Genesis 4:7 says that "if you do not do well, sin is crouching at your door and its desire is for you..."

Did you read that?  It's easy to do the right thing when everything is going well.  But when things in life are not going as planned, sin is like a lion crouching in your tall brittle thoughts, waiting for just the right moment to pounce on you.  It desires you.

In my lifetime, I must've read Genesis 4 at least 25 times.  But this time when I read it, the word "door" stood out to me, and I immediately thought of another verse that talks about a door.

Revelation 3:20 - "Here I am!  I stand at the door and knock.  If anyone hears my voice and opens the door, I will come in and eat with that person, and they with me."   

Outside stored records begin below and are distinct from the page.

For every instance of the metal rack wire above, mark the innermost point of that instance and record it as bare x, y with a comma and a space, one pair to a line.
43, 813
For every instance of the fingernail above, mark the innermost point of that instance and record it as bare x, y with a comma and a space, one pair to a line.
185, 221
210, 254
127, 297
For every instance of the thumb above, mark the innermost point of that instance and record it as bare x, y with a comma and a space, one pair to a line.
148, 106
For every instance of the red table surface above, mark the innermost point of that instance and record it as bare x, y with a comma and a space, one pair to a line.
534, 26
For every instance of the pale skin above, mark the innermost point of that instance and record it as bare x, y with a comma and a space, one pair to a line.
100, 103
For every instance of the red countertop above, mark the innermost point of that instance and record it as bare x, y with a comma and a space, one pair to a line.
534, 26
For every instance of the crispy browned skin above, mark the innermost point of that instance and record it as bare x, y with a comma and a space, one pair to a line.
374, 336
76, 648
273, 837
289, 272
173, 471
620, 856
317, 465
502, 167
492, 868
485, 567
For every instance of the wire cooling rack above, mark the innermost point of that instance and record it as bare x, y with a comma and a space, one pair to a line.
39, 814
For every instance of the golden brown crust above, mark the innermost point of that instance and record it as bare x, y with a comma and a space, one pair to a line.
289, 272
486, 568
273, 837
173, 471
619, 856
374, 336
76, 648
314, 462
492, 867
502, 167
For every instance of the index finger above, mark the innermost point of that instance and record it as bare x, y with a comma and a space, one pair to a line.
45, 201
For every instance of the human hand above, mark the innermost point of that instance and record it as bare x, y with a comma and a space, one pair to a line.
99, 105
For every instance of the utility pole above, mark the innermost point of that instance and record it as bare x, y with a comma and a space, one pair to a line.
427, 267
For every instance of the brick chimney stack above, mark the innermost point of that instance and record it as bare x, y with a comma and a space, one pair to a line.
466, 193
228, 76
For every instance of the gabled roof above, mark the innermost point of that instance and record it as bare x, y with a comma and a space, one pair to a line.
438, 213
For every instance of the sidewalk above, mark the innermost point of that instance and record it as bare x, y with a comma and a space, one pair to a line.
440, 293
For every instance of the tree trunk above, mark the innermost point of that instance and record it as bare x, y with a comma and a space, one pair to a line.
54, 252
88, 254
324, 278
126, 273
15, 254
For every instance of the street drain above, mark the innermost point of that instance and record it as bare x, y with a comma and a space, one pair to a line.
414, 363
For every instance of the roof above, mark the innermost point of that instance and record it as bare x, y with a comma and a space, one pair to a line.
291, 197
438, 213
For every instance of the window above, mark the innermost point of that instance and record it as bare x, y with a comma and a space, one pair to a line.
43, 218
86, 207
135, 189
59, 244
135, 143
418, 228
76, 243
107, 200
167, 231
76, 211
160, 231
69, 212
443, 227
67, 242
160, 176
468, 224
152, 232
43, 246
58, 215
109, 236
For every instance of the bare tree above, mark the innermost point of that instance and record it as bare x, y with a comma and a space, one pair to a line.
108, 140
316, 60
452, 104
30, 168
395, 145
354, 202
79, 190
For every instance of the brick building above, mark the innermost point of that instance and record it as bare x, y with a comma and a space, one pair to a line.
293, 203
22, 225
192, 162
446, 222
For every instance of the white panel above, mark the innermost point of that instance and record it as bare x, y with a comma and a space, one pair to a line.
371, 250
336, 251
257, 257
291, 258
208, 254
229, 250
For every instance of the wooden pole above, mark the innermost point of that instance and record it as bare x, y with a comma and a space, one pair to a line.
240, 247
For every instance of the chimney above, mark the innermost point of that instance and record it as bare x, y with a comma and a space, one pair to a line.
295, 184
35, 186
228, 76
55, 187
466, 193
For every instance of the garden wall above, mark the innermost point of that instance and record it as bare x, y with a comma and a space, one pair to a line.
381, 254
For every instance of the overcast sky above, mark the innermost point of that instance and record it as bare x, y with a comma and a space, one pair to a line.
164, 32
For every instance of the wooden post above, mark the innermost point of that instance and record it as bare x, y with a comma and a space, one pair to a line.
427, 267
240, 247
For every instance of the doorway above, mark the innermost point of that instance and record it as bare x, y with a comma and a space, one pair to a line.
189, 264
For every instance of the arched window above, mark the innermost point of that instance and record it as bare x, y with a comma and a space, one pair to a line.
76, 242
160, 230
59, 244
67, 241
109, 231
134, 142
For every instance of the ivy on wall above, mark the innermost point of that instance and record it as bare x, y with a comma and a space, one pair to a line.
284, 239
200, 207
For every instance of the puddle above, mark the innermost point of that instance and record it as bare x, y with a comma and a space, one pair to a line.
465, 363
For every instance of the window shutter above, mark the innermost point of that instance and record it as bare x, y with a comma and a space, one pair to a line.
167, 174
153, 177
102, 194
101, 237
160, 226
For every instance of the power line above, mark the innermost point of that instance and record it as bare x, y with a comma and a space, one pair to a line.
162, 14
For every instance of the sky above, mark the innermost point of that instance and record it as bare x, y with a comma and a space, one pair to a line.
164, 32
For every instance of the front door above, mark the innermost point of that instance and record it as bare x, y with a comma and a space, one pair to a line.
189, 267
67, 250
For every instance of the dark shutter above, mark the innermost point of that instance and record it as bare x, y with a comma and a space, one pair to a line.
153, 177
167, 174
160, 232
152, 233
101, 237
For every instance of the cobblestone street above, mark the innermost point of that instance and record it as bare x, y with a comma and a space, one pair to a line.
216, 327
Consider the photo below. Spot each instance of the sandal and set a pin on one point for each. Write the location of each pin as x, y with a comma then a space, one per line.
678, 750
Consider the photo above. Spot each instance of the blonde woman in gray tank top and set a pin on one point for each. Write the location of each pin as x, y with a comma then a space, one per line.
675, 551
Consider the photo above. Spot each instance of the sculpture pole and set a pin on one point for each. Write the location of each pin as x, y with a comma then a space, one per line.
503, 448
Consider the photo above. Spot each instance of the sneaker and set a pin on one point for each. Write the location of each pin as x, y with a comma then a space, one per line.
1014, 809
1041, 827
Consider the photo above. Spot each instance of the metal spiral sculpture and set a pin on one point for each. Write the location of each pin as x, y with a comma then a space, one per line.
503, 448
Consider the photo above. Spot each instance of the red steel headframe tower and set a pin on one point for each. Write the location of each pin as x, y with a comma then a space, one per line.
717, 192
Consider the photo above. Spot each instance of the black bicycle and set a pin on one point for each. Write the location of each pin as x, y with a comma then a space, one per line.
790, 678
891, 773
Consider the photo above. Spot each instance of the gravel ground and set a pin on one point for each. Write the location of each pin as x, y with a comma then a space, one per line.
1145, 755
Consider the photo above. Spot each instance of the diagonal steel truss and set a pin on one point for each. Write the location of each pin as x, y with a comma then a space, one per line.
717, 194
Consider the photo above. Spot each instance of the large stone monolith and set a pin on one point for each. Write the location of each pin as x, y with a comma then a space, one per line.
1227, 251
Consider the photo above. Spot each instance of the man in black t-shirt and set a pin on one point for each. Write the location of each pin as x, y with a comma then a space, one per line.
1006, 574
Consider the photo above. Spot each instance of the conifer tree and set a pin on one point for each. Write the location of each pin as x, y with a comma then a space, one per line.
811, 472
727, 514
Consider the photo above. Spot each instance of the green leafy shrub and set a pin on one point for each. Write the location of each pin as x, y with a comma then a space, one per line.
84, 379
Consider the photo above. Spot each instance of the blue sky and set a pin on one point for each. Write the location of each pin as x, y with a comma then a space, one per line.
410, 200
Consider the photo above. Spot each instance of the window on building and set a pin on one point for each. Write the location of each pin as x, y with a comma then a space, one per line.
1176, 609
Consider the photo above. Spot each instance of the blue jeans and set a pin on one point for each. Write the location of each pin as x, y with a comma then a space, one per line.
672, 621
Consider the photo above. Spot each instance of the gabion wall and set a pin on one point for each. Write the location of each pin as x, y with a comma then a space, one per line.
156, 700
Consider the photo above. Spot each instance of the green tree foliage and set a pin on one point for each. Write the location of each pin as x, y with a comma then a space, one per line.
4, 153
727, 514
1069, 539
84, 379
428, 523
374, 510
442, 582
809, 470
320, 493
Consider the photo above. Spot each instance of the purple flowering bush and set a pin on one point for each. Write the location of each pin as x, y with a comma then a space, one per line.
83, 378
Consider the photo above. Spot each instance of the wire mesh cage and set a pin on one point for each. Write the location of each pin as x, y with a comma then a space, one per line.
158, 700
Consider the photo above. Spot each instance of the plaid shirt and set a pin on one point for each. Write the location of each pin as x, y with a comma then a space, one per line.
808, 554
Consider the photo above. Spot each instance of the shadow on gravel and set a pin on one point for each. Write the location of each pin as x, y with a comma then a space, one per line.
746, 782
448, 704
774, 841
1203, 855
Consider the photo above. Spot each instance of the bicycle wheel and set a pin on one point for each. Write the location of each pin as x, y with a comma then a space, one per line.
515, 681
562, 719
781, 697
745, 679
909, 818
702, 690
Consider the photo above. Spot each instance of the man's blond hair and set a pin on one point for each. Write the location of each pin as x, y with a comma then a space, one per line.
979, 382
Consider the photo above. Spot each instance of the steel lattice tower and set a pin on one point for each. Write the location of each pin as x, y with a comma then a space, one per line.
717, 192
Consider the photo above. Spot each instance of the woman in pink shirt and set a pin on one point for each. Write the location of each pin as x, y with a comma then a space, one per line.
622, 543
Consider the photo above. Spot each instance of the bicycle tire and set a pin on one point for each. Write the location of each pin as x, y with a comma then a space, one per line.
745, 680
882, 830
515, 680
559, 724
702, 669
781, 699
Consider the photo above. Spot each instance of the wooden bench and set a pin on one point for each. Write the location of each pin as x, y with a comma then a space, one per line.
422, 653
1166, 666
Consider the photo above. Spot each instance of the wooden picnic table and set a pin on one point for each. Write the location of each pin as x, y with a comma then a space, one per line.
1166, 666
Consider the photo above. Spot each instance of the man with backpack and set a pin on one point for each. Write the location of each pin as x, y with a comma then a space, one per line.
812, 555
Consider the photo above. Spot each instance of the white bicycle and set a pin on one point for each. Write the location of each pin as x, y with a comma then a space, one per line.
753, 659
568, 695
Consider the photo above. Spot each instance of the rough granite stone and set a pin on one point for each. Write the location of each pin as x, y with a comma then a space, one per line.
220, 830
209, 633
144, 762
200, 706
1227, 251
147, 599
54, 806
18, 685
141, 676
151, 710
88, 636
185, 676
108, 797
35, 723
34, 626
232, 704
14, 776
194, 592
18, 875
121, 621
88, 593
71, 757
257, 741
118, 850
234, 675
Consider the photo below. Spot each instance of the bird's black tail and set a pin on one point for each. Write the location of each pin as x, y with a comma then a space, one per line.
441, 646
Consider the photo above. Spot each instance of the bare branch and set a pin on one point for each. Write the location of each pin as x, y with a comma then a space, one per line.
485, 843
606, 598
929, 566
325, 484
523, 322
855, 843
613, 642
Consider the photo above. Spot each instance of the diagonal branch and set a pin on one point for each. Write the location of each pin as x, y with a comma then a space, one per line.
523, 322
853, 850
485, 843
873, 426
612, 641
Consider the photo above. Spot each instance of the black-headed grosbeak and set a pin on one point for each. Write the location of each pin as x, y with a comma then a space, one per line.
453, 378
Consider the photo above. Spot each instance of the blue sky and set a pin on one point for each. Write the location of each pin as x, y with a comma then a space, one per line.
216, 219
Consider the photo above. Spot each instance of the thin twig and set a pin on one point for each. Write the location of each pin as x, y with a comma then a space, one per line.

I was immediately struck with the difference between these 2 situations involving a door.  These 2 situations involving my heart.  (***Yes.  In case you missed it, the word "door" in these 2 verses is talking about your heart.***)

When things don't go my way, sin is sneakily crouching near my door just waiting for a weakness to slip in when I'm distracted by my selfishness.  

But not Jesus.  Do you see the difference?  Jesus stands BOLDLY at the door of my heart and knocks.  And when I open it, He not only comes in; He shares nourishment with me. ("I will come in and eat with that person, and they with me.")  It's like when you're expecting company.  You clean your house, prepare a meal, and wait anxiously for them to come so you can open your front door and welcome them in.  

It all comes down to your door.  Are you hiding behind it while sin is crouching outside waiting for a weakness?  Or are you there anticipating Jesus' BOLD knock and ready to invite him in for nourishment?